Christopher D. Watkins and Benedict C. Jones

Behavioral Ecology, 2012, vol. 23, issue 3, 539-543

Abstract: It has recently been proposed that dominance perceptions in men function, at least in part, to reduce the potential costs of within-sex competition for resources, and that sensitivity to cues of men's dominance is greatest among men who would incur the largest costs if they engaged in competition with rivals indiscriminately (i.e., low-dominance men). Consistent with these proposals, we found that men randomly allocated to priming conditions in which they imagined losing confrontations with other men subsequently demonstrated greater sensitivity to dominance cues when assessing the dominance of men's faces than did men randomly allocated to priming conditions in which they imagined winning confrontations. No equivalent effect occurred for perceptions of men's trustworthiness, suggesting that the priming effect observed for dominance judgments may be somewhat specific to competition-related perceptions.

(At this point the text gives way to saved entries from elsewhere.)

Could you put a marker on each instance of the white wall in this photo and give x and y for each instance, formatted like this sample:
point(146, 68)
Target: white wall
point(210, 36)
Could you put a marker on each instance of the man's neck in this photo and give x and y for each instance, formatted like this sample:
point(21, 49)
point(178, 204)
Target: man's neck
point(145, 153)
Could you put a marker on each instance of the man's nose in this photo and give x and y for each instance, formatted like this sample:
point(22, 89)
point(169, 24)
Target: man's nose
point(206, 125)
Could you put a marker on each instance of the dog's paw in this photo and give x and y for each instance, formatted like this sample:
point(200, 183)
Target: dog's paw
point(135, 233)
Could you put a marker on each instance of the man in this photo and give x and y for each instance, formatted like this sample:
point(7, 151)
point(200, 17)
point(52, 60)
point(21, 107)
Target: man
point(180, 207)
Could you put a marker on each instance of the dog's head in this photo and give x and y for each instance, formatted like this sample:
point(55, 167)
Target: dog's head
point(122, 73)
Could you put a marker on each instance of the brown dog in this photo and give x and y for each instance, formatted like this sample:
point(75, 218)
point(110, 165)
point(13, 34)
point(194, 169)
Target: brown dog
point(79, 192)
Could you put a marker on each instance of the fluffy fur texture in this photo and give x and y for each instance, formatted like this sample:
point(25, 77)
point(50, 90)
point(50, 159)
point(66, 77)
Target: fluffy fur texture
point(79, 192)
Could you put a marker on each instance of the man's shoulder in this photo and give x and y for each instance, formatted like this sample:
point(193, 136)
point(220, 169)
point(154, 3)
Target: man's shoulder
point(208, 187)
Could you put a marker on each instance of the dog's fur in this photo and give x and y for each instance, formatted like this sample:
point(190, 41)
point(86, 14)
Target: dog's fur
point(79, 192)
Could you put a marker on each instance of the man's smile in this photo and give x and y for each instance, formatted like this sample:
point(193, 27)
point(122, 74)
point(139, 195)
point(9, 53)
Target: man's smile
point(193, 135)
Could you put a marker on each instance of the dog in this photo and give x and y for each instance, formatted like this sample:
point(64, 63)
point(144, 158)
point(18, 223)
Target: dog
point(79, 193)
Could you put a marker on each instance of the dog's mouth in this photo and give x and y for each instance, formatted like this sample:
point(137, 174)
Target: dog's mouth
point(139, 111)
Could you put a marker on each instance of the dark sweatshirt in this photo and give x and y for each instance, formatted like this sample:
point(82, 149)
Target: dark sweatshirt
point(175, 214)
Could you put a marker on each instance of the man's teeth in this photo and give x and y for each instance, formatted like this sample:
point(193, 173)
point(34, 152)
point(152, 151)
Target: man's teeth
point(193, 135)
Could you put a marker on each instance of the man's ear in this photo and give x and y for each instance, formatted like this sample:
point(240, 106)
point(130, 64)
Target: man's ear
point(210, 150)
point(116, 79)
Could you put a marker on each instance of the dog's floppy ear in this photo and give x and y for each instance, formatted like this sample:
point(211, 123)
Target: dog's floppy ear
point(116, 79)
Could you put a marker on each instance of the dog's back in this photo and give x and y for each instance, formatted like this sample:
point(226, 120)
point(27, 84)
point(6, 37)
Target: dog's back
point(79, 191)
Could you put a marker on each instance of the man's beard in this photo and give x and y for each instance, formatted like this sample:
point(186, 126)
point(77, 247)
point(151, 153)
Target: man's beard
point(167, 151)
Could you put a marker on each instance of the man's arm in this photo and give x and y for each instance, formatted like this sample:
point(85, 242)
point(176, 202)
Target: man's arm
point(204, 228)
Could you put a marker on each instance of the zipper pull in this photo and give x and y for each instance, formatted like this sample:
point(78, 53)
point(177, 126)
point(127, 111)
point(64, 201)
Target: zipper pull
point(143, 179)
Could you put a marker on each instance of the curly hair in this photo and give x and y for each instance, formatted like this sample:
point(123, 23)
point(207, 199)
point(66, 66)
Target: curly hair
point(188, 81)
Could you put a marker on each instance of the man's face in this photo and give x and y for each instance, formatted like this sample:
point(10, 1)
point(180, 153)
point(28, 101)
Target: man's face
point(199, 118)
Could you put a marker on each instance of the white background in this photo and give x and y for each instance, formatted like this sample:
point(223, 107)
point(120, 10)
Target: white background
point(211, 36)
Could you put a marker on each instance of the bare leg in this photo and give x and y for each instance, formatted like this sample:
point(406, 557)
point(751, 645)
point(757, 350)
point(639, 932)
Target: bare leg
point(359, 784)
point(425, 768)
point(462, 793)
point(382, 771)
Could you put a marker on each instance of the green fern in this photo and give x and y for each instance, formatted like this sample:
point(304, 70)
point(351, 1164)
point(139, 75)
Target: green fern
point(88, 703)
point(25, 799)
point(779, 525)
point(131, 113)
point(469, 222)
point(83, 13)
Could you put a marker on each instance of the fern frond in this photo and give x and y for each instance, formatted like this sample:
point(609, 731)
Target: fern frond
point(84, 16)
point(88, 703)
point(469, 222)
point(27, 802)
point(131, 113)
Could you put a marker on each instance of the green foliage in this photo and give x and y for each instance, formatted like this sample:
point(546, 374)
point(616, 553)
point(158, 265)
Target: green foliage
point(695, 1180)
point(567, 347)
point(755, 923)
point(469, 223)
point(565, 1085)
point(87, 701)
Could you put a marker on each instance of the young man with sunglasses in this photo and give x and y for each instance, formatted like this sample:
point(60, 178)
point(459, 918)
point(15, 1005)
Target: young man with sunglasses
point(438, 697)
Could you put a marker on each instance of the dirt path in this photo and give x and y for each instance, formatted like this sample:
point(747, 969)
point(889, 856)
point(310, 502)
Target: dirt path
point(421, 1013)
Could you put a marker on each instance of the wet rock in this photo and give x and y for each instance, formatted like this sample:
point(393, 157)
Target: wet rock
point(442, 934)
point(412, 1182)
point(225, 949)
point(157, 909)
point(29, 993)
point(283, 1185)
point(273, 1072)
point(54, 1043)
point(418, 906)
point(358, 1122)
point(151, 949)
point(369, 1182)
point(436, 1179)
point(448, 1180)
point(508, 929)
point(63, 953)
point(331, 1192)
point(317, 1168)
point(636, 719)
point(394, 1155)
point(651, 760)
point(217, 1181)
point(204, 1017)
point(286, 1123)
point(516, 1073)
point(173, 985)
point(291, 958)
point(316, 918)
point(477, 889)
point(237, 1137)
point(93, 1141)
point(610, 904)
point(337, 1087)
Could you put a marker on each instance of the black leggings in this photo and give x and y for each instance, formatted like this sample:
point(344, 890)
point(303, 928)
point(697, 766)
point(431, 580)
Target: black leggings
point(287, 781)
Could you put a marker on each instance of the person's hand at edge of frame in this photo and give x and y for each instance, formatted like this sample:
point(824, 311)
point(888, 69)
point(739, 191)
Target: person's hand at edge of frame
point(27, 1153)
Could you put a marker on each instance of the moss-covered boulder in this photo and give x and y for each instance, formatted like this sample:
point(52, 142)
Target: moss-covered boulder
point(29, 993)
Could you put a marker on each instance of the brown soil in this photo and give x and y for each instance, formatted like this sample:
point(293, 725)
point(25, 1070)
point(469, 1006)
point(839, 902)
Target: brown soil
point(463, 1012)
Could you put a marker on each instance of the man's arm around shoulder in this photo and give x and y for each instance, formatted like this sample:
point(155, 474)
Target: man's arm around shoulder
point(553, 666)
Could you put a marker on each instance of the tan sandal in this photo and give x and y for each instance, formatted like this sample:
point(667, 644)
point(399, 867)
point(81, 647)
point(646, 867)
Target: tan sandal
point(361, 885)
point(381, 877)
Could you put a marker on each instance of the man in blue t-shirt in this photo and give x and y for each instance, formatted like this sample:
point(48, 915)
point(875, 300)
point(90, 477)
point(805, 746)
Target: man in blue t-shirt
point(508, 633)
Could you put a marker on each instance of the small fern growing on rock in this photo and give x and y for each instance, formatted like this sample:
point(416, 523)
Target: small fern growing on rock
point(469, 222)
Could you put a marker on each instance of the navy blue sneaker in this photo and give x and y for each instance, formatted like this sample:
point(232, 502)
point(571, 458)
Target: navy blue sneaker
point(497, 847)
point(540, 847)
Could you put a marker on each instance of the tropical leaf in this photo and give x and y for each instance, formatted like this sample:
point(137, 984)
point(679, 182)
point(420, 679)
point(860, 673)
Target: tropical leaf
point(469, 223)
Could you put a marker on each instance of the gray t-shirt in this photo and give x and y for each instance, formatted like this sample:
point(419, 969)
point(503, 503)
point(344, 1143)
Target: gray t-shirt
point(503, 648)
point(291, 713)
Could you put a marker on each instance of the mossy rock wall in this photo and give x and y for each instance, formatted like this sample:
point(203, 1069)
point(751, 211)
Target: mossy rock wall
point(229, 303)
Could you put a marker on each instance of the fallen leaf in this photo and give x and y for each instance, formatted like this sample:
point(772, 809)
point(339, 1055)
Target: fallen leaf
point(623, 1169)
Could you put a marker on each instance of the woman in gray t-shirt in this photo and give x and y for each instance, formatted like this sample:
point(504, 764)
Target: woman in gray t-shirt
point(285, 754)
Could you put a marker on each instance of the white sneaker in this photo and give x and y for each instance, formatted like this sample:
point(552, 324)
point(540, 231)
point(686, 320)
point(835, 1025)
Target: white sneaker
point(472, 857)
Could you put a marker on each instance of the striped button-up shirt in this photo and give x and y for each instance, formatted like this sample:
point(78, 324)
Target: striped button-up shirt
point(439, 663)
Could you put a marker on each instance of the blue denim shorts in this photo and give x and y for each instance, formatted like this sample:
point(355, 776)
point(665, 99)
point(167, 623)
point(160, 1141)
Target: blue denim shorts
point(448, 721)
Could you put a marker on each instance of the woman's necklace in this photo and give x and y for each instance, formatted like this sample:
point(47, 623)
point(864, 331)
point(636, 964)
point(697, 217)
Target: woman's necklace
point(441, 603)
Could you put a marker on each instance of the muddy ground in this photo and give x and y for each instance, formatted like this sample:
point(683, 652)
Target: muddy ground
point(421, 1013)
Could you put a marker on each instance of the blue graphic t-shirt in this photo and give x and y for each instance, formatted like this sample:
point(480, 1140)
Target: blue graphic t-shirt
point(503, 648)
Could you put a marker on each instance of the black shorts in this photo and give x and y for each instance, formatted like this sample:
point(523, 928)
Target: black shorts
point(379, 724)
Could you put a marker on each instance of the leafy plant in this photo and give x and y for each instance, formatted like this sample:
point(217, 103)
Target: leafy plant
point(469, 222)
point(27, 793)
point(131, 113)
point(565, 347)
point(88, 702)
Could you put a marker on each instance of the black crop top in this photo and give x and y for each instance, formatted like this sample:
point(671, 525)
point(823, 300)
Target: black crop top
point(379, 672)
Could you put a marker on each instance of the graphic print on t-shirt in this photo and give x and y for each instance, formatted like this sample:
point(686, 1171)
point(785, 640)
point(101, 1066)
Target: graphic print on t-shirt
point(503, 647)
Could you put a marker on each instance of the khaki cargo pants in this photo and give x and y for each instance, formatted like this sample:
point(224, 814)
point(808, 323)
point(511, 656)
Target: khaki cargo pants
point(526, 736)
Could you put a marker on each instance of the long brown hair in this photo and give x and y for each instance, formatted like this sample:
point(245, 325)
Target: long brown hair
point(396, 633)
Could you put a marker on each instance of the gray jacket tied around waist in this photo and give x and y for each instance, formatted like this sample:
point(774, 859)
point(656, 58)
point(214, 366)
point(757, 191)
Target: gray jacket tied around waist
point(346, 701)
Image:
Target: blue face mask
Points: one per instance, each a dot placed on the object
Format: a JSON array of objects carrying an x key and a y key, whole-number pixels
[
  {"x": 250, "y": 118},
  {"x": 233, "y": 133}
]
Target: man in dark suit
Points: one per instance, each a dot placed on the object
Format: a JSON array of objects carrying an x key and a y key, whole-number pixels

Collectively, these findings suggest that men's perceptions of other men's dominance are facultative, changing in response to contextual cues, such as the outcomes of recent confrontations. Such responses could play a critical role in calibrating men's dominance sensitivity according to their recent experiences and are consistent with findings from experiments with other species in which the outcome of prior confrontations modulated competition-related behaviors.